Derechos de autor y autores con derechos

Al caer el sol los de siempre extienden sus paños cargados de copias pirata por los lugares habituales. Siempre están donde se les vea, donde puedan mostrar su pan de cada día y ofrecérselo a aquellos transeúntes que se alimentan con sucedáneos copiados del original. Cuando se quejan las tiendas oficiales se les persigue, más que nada porque también dicen que afean la imagen oficial de la ciudad.
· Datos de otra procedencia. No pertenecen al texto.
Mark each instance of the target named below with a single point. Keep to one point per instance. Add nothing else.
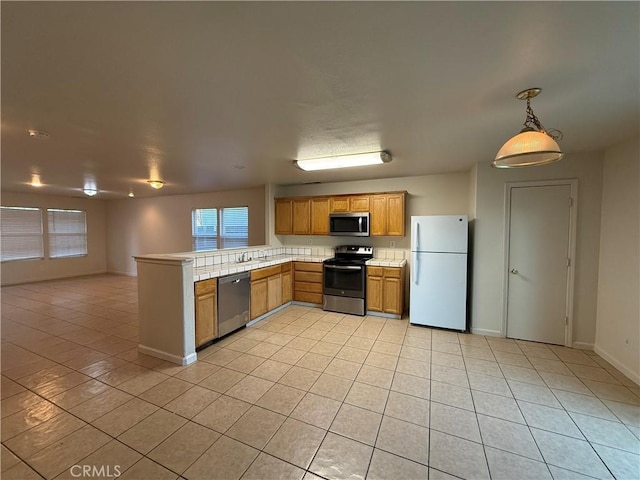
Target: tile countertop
(212, 271)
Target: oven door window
(344, 280)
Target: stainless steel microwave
(349, 224)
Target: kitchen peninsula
(167, 297)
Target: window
(21, 233)
(218, 228)
(67, 233)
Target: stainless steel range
(345, 279)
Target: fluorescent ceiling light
(157, 184)
(344, 161)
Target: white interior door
(539, 249)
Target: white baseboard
(488, 333)
(631, 375)
(583, 345)
(169, 357)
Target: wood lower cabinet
(307, 282)
(287, 283)
(385, 290)
(259, 295)
(270, 288)
(206, 309)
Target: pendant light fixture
(534, 145)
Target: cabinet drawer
(392, 272)
(308, 277)
(265, 272)
(206, 286)
(308, 266)
(307, 297)
(308, 287)
(374, 271)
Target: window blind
(204, 228)
(234, 227)
(21, 233)
(67, 233)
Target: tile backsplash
(218, 257)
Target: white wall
(140, 226)
(618, 313)
(488, 244)
(427, 195)
(95, 261)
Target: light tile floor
(302, 394)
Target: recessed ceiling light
(37, 134)
(157, 184)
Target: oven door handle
(343, 267)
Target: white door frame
(573, 216)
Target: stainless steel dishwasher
(233, 302)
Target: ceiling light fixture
(38, 135)
(534, 145)
(157, 184)
(35, 180)
(344, 161)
Cuando amanece las casas de discos ponen en marcha sus máquinas productoras de canciones, su estructura organizativa legal de la que saldrán productos que también alimentarán los gustos musicales pero no de transeúntes, sino de compradores con IVA incluido. Por todo ello a los autores apenas les quedará menos del diez por ciento de las ventas pero, claro, estos en vez de rebelarse contra los auténticos usureros que disponen de la maquinaria, se enfrentan con la pobreza callejera y la culpan de sus males monetarios, como si ellos fueran los causantes de que los cantantes trabajaran para las pingües cuentas de resultados de multinacionales con sede más allá del mar.
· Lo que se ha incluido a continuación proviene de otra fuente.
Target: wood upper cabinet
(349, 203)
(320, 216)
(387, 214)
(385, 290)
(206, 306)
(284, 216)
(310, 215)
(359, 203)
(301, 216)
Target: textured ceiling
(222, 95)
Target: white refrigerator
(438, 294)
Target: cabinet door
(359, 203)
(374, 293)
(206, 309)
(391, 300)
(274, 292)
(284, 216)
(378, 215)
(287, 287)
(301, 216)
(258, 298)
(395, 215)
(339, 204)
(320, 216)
Durante las veinticuatro horas de cada día, internautas del orbe conectan sus máquinas y montan un mercado de intercambio virtual, símbolo de la democracia más participativa que en una sociedad comercial hubiera (pero, claro, atentando contra sus normas mercantiles más especuladoras). Todos conjugan el verbo “grabar” sin fallar en ningún tiempo, mientras su trueque molesta a los dominadores oficiales del entramado montado en torno a la música.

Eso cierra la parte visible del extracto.